Steve Brantley, Orange County Economic Development director, said the new facility is expected to be used for the production of a chewable fruit snack called Hi-Chew. The company has a U.S. subsidiary that launched in 2008, distributing the candy on the West Coast. It has expanded eastward, and plans to finish setting up a distribution network by March of next year.
To tap into growing demand for the product, the company decided to open a manufacturing site and to buy a factory site in North Carolina, according to a release from Orange County Economic Development. Production is expected to start at the new facility in mid-2015.
“It’s a transformative project for us, where we’ve historically not been a county considered to be in the game of business recruitment to achieve this success,” Brantley said.
He said the new facility will be in Orange County’s Buckhorn Economic Development District, which is on the western side of the county near the Alamance County line and Mebane’s Tanger Outlets.
The facility will be in a largely undeveloped district. Brantley said the site is across Interstate 40 from where companies such as foam manufacturer Armacell; mattress maker Kingsdown Inc., packaging company MeadWestvaco, or MWV; GE Energy Solutions, and AKG of America have existing operations.
While Brantley said the north side of the highway where those businesses have operations has easier access to Mebane’s water and sewer infrastructure, Morinaga’s facility will be on the south side. Orange County will be extending lines to allow the company to connect to Mebane’s systems.
David Cheek, Mebane’s city manager, said Orange County will be building water and sewer lines to connect to Mebane’s water and sewer systems. According to an agreement reached in July of last year, the city will take over and maintain those lines once they’re finished, he said.
Officials are targeting the completion of the water and sewer connections before Morinaga’s facility is finished, Cheek said, adding that the company plans to start construction next spring, and to be up and running in 2015.
“The way Mebane’s policies work, if you are not in the city limits and we provide you water and sewer, then your water and sewer rates are double what (they would) normally be, so a lot of companies will just do the math, and see what works for them, whether they want to or not,” he said. “(We) expect them to want to be annexed.”
The new jobs from Morinaga’s new Orange County plant are planned to be created across three years, paying an average of more than $38,000 a year, according to the Orange County Economic Development release.
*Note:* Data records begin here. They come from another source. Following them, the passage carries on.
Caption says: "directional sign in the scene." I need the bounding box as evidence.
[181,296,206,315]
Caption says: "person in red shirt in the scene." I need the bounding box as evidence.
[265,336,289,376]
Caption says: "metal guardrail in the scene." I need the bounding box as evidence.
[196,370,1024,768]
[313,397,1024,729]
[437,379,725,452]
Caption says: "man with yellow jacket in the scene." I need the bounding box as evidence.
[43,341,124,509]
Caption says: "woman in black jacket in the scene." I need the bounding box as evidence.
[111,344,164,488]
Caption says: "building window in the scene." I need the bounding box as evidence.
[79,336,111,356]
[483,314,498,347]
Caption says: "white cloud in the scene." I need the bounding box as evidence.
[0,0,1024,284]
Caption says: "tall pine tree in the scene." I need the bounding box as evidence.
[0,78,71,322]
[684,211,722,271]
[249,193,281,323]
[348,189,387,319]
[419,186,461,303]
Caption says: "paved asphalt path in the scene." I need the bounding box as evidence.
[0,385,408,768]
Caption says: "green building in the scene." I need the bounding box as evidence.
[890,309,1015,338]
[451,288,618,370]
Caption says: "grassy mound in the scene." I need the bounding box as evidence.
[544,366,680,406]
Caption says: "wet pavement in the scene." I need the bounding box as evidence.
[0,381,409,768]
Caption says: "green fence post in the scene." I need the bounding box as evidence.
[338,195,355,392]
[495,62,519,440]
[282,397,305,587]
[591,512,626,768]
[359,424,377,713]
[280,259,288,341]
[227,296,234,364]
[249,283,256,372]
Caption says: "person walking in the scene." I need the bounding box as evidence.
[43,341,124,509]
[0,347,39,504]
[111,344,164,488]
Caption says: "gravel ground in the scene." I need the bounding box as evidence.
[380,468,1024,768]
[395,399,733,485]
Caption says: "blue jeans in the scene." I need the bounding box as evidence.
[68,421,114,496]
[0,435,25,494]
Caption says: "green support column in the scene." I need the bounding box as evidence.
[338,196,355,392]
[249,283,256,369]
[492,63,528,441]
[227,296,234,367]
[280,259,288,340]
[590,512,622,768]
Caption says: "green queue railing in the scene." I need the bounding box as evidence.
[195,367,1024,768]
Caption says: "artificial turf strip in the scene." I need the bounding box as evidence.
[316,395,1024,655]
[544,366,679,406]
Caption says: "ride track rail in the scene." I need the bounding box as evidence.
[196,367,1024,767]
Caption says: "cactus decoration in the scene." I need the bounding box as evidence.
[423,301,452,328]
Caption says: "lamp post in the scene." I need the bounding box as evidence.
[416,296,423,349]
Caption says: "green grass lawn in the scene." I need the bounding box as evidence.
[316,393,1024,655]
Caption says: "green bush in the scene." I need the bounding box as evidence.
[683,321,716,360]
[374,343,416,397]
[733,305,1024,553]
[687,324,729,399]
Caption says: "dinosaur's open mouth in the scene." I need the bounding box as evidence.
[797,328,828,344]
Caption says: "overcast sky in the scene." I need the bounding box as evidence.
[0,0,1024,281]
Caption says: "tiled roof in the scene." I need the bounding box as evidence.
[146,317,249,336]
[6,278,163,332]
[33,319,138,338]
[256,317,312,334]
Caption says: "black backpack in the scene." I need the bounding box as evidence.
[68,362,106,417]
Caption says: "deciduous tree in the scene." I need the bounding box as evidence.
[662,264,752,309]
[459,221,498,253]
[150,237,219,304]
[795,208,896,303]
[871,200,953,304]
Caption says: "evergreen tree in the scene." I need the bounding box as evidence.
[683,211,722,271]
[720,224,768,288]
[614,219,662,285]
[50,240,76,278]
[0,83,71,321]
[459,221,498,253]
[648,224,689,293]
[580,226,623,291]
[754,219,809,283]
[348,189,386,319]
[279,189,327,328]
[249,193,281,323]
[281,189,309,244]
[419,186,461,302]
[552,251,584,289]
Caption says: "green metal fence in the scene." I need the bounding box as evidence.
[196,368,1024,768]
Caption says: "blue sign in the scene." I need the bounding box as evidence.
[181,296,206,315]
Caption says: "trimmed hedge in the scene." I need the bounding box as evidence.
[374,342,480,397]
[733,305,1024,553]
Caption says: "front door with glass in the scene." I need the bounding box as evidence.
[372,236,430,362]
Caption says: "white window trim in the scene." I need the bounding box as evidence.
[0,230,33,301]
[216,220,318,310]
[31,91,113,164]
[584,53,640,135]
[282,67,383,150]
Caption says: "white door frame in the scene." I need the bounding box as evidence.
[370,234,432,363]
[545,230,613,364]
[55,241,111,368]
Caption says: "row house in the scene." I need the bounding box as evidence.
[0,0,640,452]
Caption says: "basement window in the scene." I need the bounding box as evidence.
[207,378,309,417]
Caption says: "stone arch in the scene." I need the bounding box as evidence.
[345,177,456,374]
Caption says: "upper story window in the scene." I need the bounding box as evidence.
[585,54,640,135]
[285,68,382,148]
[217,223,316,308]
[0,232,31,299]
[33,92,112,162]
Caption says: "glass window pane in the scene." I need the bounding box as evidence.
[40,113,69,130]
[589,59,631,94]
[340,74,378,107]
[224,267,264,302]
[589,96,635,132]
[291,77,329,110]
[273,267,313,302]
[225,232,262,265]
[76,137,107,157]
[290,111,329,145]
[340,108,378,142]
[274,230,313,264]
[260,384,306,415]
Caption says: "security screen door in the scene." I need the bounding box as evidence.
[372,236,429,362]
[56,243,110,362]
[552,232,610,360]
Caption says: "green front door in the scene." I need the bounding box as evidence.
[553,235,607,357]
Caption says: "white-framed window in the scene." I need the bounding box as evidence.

To help bring the company here, state leaders committed a performance-based grant of up to $264,000, according to the release from McCrory’s office. Under the terms of the award, companies receive no money up front and must meet certain job creation and investment performance targets.
The state’s grants also require matching incentive packages from local governments. Incentive agreements with the Mebane and Orange County have not yet been approved, the governor’s release states.
Brantley said Morinaga officials visited Orange County 11 times in 19 months. He said the competition for the investment from the company included Toronto; Portland, Ore.; Philadelphia, Atlanta, Richmond, and “probably a dozen North Carolina counties.”
“If you can be chosen by a major, world-class, foreign company, then I would like to think it means you’re doing some things right, and hopefully additional, similar, high-caliber companies will follow, and create those jobs for our residents, and better jobs with benefits, and also help diversity the tax base…,” Brantley said.